Released in 2007 in China, My Tibetan Childhood was a bestseller before Beijing banned it three years later. The tragic memoir by an invasion survivor who became a Chinese government official is touted as the most reprinted modern Tibetan literary work.
This English translation begins in hauntingly pacifist fashion. "'Nukho,' my father told me often, 'if you want to be a real man, do not kill fish, frogs, birds, insects, and other weak animals but have compassion for them.' His words stayed in my mind. Even small animals felt joy, sadness, and tears, and each of them had parents and children. I believed I shouldn't kill them needlessly'," Naktsang Nulo recounts.
His story centres on his upbringing in Tibet's eastern plateau during the 1950s. The early chapters, which read like a warm-up with ominous overtones, recall pilgrimages to monasteries, including a 2,000-kilometre horseback trek his nomadic clan makes to and from Lhasa.

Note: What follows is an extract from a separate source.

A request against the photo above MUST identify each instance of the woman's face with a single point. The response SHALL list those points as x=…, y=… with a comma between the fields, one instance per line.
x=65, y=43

One year on, his family retraces its steps in flight from advancing Chinese troops. Next, Nulo's father joins the 1958 Amdo uprising but is slain; Nulo and his brother are detained in a cramped camp wracked by hunger. In plain style, Nulo documents the squalor and the starvation; wolf is in their diet.
Despite the romantic title, Nulo's take on China's increasingly forgotten invasion is harrowing. One source he cites reports that the Chinese kill people by day and dogs at night. "If you surrender, they will cut off your head, and if you run away to the mountains, they cut off your legs."